Thursday, March 16, 2017

The Fed and the Facts

Once again, the media missed the story.  The headlines say:  "Fed Raises Rates."  What exactly did the Fed do, since ten year yields and mortgage rates are lower today than yesterday?  They certainly didn't raise those rates.  And, by the way, those rates matter.

Instead, the Fed now pays one percent on all commercial bank reserves parked at the Fed.  That arbitrarily forces the Federal Funds rate to one percent, since it is illogical for a commercial bank to loan reserves out to another bank at a lower rate than what the Fed is offering.  Whoop-te-do.

Of course, that isn't all the Fed did on Wednesday.  The Fed agreed to do (a limited amount of) repos at a minimum of 75 basis points.  Whether this works or not is anybody's guess since it is hard to imagine the Fed taking on 10 trillion in repos just to avoid looking stupid.

In any event, neither of these actions have implications for the broader rate spectrum.  One-day rates have been going up since December, 2015, but nothing else seems to be going with them.

Where is this story in the financial press?

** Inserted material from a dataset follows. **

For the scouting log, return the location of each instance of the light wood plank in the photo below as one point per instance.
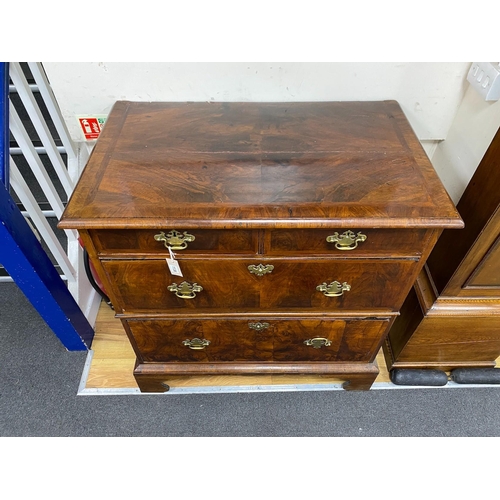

The Fed announced that they do not intend to reduce their $ 4.6 trillion balance sheet, which ballooned over the Bernanke-Yellen years, from under one trillion to the current ridiculous levels.  And, why?  What economic theory suggests that anything virtuous is going to occur by the Fed arbitrarily expanding their balance sheet?

This whole business is ridiculous, has no support in economic theory and no empirical support.  This is equivalent to witchcraft.  Except that witchcraft is acknowledged to be absurd.  This isn't.  Yet.

The best analogy is to suppose you intended to raise the price of all fruits and vegetables and your policy was to bid $ 3 for every apple brought to you (assuming that apples were a dollar apiece, when you began the policy).  Okay, if you bought enough apples (heaven knows what you are going to do with them), you could force the price of apples to $ 3.  But, is there some predictable effect on the price of carrots or oranges or grapefruits.  Not likely.

The Fed should be abolished and replaced by a simple monetary rule and stop all the costly shenanigans.